Rintoul, Robert Stephen (DNB00)
RINTOUL, ROBERT STEPHEN (1787–1858), journalist, born at Tibbermuir, Perthshire, in 1787, was educated at the parish school of Aberdalgie, and served his apprenticeship in Edinburgh as a printer. In 1809 he removed to Dundee and undertook the printing of the ‘Dundee Advertiser,’ a weekly newspaper which had been established in 1801 as an exponent of advanced political opinions. Rintoul's first connection with the ‘Dundee Advertiser’ was merely as printer, his name appearing in that capacity on the issue for 7 April 1809. Within two years, however, he had become the responsible editor, and the imprint from 1811 till 10 Feb. 1825 declares that the ‘Advertiser’ was ‘edited, printed, and published by R. S. Rintoul.’ The bold and independent tone which he took up while advocating political and municipal reform soon brought him under the notice of many of the leading Scottish reformers. Among the writers associated with Rintoul at this time were Dr. Thomas Chalmers [q. v.] and Robert Mudie [q. v.], while he had the friendship and support of Lord Panmure, Lord Kinnaird, Francis Jeffrey, Henry Cockburn, and James Moncreiff, then the recognised leaders of liberal opinion.

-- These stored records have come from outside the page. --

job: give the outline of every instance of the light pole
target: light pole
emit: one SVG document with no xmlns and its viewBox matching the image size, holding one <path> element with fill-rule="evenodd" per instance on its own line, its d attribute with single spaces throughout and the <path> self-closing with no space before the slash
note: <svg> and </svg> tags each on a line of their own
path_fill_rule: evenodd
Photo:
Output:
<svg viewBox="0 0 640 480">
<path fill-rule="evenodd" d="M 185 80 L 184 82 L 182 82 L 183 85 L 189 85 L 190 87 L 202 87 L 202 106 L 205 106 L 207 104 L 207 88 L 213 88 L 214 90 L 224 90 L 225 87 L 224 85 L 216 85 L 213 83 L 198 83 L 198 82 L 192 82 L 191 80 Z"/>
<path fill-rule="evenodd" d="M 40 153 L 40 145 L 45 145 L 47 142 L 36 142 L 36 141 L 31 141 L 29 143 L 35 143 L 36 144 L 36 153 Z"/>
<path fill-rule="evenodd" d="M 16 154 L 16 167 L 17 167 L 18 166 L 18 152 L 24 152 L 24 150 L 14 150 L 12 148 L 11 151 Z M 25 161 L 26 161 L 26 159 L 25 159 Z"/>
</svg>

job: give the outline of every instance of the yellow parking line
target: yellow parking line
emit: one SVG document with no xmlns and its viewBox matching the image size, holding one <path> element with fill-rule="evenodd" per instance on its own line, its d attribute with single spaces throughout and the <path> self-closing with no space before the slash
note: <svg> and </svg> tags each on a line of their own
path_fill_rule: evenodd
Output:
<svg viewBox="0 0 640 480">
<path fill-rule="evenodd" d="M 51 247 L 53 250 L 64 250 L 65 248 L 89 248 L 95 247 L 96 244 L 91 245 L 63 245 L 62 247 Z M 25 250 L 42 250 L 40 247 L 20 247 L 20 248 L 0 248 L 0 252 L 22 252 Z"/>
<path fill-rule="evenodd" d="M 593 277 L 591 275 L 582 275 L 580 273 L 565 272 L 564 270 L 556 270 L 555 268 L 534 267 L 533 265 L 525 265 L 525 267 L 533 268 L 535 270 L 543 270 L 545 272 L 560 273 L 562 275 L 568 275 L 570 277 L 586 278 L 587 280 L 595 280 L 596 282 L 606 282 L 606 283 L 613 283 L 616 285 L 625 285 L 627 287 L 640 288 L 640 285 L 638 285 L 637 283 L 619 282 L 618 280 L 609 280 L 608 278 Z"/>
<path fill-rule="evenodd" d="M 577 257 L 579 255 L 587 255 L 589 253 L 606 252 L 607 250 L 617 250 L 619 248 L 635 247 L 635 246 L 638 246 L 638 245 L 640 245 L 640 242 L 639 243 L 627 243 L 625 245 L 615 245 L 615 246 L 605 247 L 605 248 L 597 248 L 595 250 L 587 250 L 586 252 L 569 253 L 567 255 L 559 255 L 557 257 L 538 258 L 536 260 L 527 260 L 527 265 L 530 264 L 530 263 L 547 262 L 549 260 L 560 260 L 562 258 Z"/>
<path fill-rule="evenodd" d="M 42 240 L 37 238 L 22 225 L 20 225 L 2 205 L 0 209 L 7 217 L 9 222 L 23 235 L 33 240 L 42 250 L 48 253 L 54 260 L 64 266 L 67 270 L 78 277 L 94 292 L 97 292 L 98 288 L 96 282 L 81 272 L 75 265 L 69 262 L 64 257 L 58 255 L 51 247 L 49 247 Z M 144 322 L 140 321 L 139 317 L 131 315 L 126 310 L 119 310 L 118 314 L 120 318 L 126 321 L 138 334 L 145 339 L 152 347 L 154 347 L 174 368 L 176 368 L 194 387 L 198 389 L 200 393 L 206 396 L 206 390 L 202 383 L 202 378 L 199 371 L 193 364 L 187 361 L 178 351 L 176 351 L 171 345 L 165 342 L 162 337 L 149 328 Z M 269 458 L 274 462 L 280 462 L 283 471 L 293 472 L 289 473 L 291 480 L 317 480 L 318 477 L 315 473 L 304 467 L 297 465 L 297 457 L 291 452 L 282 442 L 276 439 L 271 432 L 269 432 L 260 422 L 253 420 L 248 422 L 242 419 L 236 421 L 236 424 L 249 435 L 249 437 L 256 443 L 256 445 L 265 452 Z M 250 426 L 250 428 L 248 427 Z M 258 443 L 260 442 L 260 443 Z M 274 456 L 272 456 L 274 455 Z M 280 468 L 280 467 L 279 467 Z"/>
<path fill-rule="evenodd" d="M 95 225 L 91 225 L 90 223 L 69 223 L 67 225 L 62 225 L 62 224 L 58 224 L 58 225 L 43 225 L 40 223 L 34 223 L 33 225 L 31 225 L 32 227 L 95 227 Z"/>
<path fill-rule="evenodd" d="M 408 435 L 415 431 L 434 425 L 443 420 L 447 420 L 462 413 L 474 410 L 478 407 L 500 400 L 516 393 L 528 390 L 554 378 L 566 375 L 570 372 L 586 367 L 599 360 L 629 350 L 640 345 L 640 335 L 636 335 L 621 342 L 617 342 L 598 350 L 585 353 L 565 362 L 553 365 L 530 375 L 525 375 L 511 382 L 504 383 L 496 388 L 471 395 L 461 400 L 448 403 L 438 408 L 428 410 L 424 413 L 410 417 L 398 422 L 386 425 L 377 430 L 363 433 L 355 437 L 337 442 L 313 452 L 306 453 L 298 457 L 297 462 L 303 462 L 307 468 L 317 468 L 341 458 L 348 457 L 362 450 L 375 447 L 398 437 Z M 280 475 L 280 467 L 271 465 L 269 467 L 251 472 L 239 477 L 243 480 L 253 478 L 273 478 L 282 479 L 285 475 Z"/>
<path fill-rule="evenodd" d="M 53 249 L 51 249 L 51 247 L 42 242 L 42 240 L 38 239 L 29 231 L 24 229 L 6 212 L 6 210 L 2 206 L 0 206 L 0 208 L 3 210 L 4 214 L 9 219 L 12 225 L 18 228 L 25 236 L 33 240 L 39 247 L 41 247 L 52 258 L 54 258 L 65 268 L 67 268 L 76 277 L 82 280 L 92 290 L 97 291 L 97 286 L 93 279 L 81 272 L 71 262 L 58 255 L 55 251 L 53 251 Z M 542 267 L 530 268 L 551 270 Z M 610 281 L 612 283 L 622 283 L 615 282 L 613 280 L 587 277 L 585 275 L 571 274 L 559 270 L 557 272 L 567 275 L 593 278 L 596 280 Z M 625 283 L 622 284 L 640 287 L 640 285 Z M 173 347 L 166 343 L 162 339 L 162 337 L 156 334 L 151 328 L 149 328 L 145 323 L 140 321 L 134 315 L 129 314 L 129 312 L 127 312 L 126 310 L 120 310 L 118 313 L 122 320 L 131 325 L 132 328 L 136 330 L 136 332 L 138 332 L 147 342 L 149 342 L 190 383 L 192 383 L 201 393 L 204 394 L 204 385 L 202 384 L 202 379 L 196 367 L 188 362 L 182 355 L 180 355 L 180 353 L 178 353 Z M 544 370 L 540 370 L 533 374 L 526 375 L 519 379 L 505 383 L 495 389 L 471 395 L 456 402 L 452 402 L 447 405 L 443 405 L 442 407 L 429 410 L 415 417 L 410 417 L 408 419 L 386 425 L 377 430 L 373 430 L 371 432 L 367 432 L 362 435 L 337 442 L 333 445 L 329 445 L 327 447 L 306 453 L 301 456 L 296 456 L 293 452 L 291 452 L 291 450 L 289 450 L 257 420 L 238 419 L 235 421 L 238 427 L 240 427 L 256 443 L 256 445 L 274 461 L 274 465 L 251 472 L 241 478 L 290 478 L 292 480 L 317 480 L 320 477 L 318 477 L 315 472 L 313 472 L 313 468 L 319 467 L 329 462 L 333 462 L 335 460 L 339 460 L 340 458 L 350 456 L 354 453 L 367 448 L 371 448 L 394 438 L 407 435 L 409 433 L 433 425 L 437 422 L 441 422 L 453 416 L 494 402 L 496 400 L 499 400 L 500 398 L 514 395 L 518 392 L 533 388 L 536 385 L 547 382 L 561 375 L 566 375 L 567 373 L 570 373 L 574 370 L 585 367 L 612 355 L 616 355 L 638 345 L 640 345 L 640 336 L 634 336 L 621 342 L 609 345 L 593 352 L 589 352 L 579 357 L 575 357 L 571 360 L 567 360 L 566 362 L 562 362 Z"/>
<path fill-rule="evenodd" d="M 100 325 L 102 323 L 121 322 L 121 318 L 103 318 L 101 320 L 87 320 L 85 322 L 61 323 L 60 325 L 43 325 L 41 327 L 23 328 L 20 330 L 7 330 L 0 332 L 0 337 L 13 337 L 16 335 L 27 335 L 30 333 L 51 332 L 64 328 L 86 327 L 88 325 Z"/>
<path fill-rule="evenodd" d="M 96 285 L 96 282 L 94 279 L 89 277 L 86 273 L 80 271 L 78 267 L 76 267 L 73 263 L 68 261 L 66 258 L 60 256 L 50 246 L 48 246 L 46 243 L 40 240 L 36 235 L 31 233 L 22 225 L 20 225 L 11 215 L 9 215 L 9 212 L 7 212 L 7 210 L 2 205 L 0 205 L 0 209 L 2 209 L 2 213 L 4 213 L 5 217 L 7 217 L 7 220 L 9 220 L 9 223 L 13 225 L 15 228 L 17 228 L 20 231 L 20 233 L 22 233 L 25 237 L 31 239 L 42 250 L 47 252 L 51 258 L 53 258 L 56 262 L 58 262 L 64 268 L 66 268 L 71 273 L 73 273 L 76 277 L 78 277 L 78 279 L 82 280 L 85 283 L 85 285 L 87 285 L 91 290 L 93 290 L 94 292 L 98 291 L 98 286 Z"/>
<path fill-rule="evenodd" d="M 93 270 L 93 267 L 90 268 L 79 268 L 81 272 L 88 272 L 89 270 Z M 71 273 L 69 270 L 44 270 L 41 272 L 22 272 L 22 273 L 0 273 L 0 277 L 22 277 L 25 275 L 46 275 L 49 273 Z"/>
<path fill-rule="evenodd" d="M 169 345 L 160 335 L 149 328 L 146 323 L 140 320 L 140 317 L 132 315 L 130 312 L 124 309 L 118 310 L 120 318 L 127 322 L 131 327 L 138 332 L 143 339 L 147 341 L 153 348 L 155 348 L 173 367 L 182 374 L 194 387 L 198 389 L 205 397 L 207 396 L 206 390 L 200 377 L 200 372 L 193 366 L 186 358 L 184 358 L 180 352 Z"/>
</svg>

In 1819 Rintoul was sent to London to give evidence as to the municipal condition of Dundee before the commission appointed to inquire into the condition of the Scottish burghs, and his exposure of the ‘close burgh’ system of municipal administration led to several important reforms.
Rintoul's view of his function as a journalist was in advance of his day. ‘His first aim was to make his paper as complete a record of contemporary history as possible. In order that nothing of importance should be omitted, he sought to economise space; in order that none of the contents should be overlooked by the readers, he sought to perfect their distribution and arrangement’ (Spectator, 1 May 1858). To attain these ends he, at least on one occasion, rewrote the whole contents of a number of his journal. Rintoul retained his position as editor of the ‘Dundee Advertiser’ until 10 Feb. 1825, and saw the paper established as one of the chief liberal organs in Scotland. He then removed to Edinburgh on the advice of some of his political friends, and started a new paper called the ‘Edinburgh Times,’ which had a very brief existence. Douglas James William Kinnaird [q. v.], brother of Lord Kinnaird and the friend of Byron, induced Rintoul to try his fortune in London, and in 1826 he joined the staff of the ‘Atlas’ newspaper, which was founded in that year. A dispute with the proprietors soon terminated his engagement. Some of Rintoul's friends came to his assistance, and a fund was formed for the purpose of establishing a new weekly paper which should be non-political, but chiefly devoted to literature and questions of social interest. The new paper was entitled ‘The Spectator,’ Rintoul was appointed editor, and the first number was published on 6 July 1828. From the outset the ‘Spectator’ was a model of exact journalism, alike in matter and form. The project of keeping the paper free from politics was, however, quickly abandoned, and Rintoul threw himself and his paper into the conflict for political reform with all his original energy. Advocacy of the Reform Bill became one of his principal objects. To him was due the invention of the now hackneyed formula ‘The bill, the whole bill, and nothing but the bill.’ The same suave personality and brilliant talents which had attracted friends in Scotland soon brought around him men like Bentham, Mill, and Perronet Thompson, and his literary staff was one of the most talented in London. He carefully supervised their articles, suggested topics and forms of treatment, but wrote little himself. For thirty years he conducted the ‘Spectator’ with success. In February 1858 he negotiated the sale of the paper for a sum of money and a large annuity, but he survived his retirement only till 22 April 1858.
In journalism Rintoul attained the foremost rank. Ever ready to champion any scheme which was likely to ameliorate the condition of the working classes, he was one of the first to advocate the emigration and colonisation proposals made by Edward Gibbon Wakefield. The ‘Spectator’ took a prominent part in the discussion of every important reform, social or political, achieved during the thirty years that he acted as its editor.[Norrie's Dundee Celebrities, p. 175; Maclaren's History of Dundee, pp. 142, 347; Dundee Advertiser, 1809–25, and 27 April 1858; Daily News, 24 April 1858; Spectator, 1 May 1858; private information.]